In total, the stylesheet measures just over 5KB – which is pretty reasonable considering what you get.
Have a look at the getting started page for more details.
6. MD Bootstrap
MD Bootstrap is one of the few freemium libraries out there. It does cost money for the pro version, but you can use the free version indefinitely. This makes it perfectly suitable for most projects.
Not to mention this library runs on Bootstrap 4, which makes it fully compliant with the newest updates. Pretty cool!
There are quite a few Bootstrap frameworks that use material design, but the MD Bootstrap kit is my favorite.
Browse their tutorial to learn more.
7. Bootstrap Material Design
This is one other Bootstrap add-on that really takes material design to the next level. With the Bootstrap Material Design framework you have the option of using the older version (3.x) or the newer Bootstrap 4. Both choices are fully supported and this library is completely free regardless.
While I think both material BS libraries offer value, I think this one’s a bit more customizable from the get-go. But that also means it takes a little more work to learn the internals.
Have a look at their GitHub page if you would like to learn more.
8. Material UI
If you’re building modern webapps then you’ll probably know all about React. It’s one of the largest JS frameworks on the web and it’s growing larger every year.
The Material UI framework brings material design into the React.js ecosystem. This lets you build custom material-styled webapps while coding on top of a React.js base.
It’s currently in development for a v1.0 release and you can expect that update very soon. Have a look at the GitHub repo for more information.
Another fast-growing JS framework is Vue.js. This works like React, except it feels more like a traditional templating library for all types of sites – not just webapps.
The Vuetify library offers a material design UI kit on top of the Vue.js framework. This project started a little while back and it features a pretty dedicated support base.
There’s a fantastic user guide online you can check out if you’d like to see how this works in action.
But I can’t say this is the perfect solution for all Vue.js projects, so keep that in mind before launching this on a live site.
Love using CSS flexbox? Then the Bulma framework is for you.
This runs on top of common material design features with aesthetics that can blend into any page. The design is clean, super-easy to use and the grid system is phenomenal.

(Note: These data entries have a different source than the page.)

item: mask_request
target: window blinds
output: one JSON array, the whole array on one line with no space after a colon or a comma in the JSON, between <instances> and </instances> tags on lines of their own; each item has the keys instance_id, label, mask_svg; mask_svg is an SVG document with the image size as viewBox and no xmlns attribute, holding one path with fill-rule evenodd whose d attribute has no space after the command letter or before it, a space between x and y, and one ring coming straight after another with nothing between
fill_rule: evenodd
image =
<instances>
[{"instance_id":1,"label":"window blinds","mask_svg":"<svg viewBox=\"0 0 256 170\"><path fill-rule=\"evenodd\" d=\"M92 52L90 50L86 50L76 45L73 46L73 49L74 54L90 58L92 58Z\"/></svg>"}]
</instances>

This is my top choice for anything flexbox related. Even if you don’t know much about flexbox, this framework makes for a great learning tool.
11. Ionic Material
If you want to build native apps without programming, then Ionic is a perfect choice. It works like a web framework and lets you publish native Android applications that can actually be accepted into the store.
Ionic Material takes things to the next level. With this framework you can build native-looking apps that run on Google’s material design guidelines.
All you need is some knowledge of Ionic and a willingness to dive into this gorgeous UI kit.
12. Google Material Color
Google Material Color isn’t a complete UI kit, but rather a color library for web developers.
This comes with a bunch of pre-built color codes that fit perfectly into Google’s color requirements. And this library runs on top of Sass, Less, and Stylus.
13. Material UI
Short, simple, and easy to setup best describes this Material UI kit developed by Balaj Marius.
It’s a super-simple concept and certainly not the largest library here. But it gets the job done – offering a solid number of material components for any project.
Most of these follow the card interface which has become popularized by Google. It’s the perfect addition to any material website.
14. Hubuntu UI
Few designers mention admin themes because they’re just not as popular as frontend frameworks. But the Hubuntu UI admin kit is phenomenal for building your own dashboard, whether it’s for a CMS, a SaaS product or anything else.
This entire framework runs on the Stylus preprocessor but can be used with plain CSS. It is fairly complex so you’ll need to do some reading to get into the nitty-gritty details.
Thankfully everything you need to learn can be found on the main GitHub page, along with setup instructions for the whole framework.